Une réception mitigée

« Pour tout le monde, avant même qu’elle ne parût à la scène, la Revue du Michel, c’était ‘la revue de Colette’ »

Je suis partout, journal du 27 septembre 1941.

La revue reçut des critiques mitigées. Chacun attendait les potentielles innovations littéraires que l’auteure de Chéri allait introduire dans la formule traditionnelle de la revue. Mais ce ne fut pas le cas, elle et Souplex sont restés dans un schéma très classique. La revue a ses lois et ils n’ont pas voulu les transgresser. La presse avait beaucoup d’attente vis-à-vis de cette collaboration alléchante et a été déçue du résultat. Les comédiens, eux, furent salués, notamment Charpini pour sa fantaisie.

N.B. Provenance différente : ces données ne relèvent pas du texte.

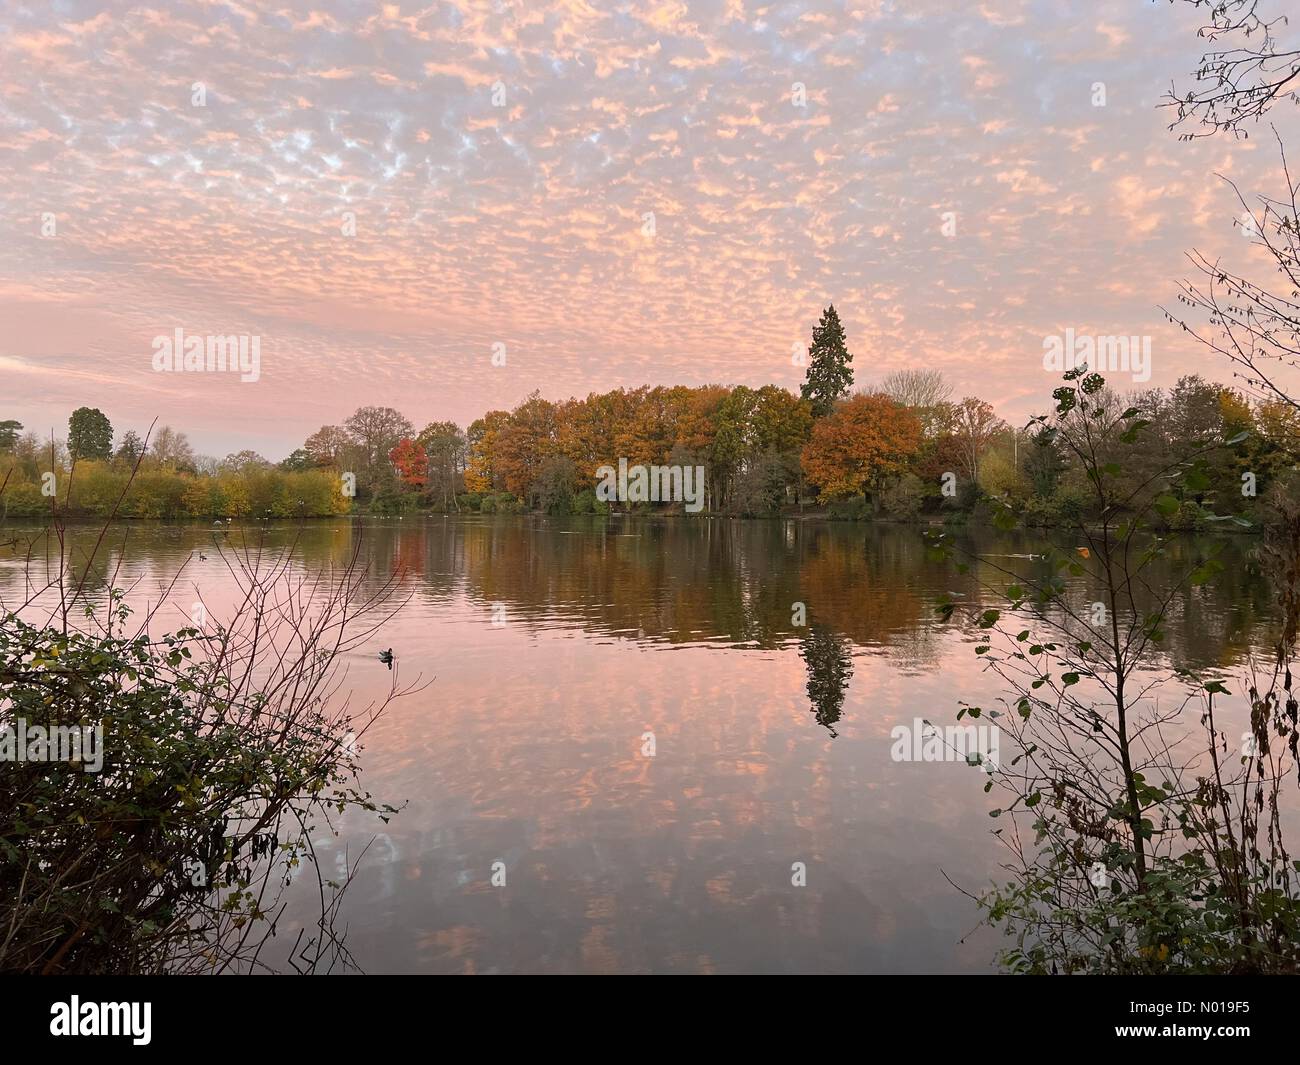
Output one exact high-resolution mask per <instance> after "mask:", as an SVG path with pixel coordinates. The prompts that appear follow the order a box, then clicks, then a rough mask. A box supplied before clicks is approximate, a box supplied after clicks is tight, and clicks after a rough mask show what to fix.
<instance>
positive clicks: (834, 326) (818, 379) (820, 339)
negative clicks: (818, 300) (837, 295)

Léopold Marchand, ami de Colette, adapte un autre de ses romans en 1923, La Vagabonde, au Théâtre de la Renaissance. L’adaptation de Chéri quant à elle, sera reprise plusieurs fois : au Théâtre de la Madeleine en 1949 avec Jean Marais et Valentine Tessier, puis en 1982 au Théâtre des Variétés, avec Michèle Morgan et Jean-Pierre Bouvier.